My command is pretty basic; I’m filtering out a list of SNPs and samples:

/path_to/qctool \
-g /path_to/ukbXXXX_c22_b0_v3.bgen \
-s /path_to/ukbXXXX_c22_b0_v3.sample \
-og /output_path/ukb_c22_filt.bgen \
-os /output_path/ukb_c22_filt.sample \
-excl-rsids /path_to/snps_rem_c22.txt \
-excl-samples /path_to/samples_to_rem.txt


It is currently processing SNPs at a rate of 1.2/s (e.g. 71169/?,57205.8s,1.2/s). The computational facility I'm using should not be a speed limiter - have I made any mistakes in my qctool query? Or any other ideas on why it's running so slowly? Alternative suggestions on how to process these files would be appreciated (e.g. I would prefer to use QCTOOL but realising I may have to use PLINK).

ukbiobank plink qctool • 853 views
0
Entering edit mode

Hi! i am install qctool now, but i failed at compilation, did you meet the same issue? if so, how did you handle it? let me know, thanks!

1
Entering edit mode

Compiled binaries seem to be available in this directory: https://www.well.ox.ac.uk/~gav/resources/

0
Entering edit mode

Thank you so much!! I have visited the directory and tried to find out the one suit my system, but failed. however, i got version 2.0.7 last night, and finished compilation.
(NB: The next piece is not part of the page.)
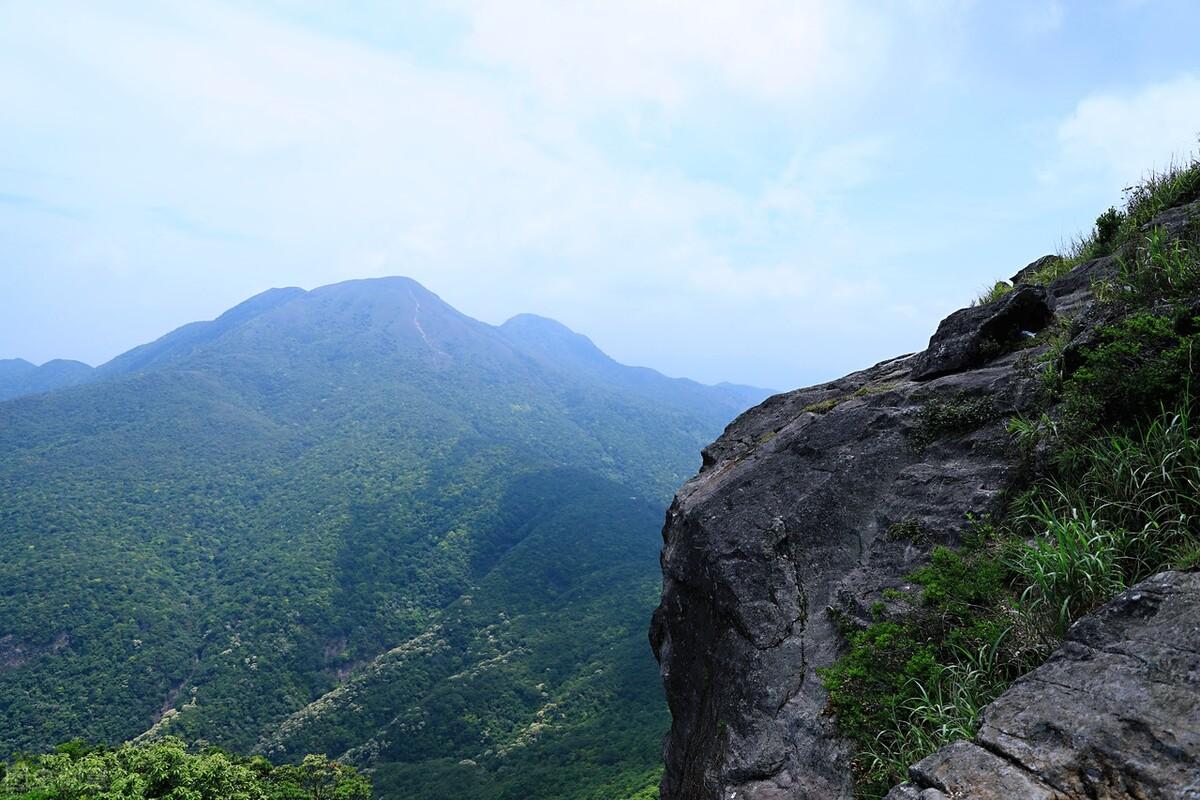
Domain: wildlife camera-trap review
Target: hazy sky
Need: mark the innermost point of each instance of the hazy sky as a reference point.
(761, 191)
Happy!

2
Entering edit mode
9 months ago

I contacted the QCTOOL team directly and received this response:

The design of BGEN means that when you subset samples the data has to be recompressed - this is essentially what makes this slow. (By contrast you can subset SNPs very quickly without recompression using bgenix https://code.enkre.net/bgen.) It is therefore definitely worth considering not subsetting samples but using a sample inclusion/exclusion list instead, if your analysis software supports that.

If you have to subset and want to use QCTOOL - some things to try are: I typically use the options -bgen-compression zstd -bgen-bits 8 now, c.f. https://doi.org/10.1101/308296 this is faster but first check your downstream software supports zstd compression. Use a map/reduce type pipeline (i.e. chunk data for re-encoding) - this can be implemented using bgenix and cat-bgen.

Have you tried first stripping the SNPs, then stripping the samples?

Ever since working with the imputed data from the UKB I was never successful in chopping pieces of bgen files using qctool in a timely manner. If my memory serves me well, qctool manages to strip SNPs fairly quickly, but is super slow to remove samples. Try PLINK 1.9 or 2.0.

As for “The computational facility I'm using should not limit the speed of an operation.”, depending on how disk data moves in/out of slave nodes and how busy the cluster is, I did saw processes to become I/O starved on large clusters.

Also, consider that most tools that perform association testing can utilize SNPs and samples lists. BOLT, SAIGE, regenie, SNPtest… so there might not be a need to pre-filter. Put “NA” as phenotypes you’d like to be “removed” from the testing.

In the end I did not pre-filter SNPs or samples - I set samples to NA within the phenotype file, and used a SNP inclusion list in the second stage of SAIGE with the flag idstoIncludeFile.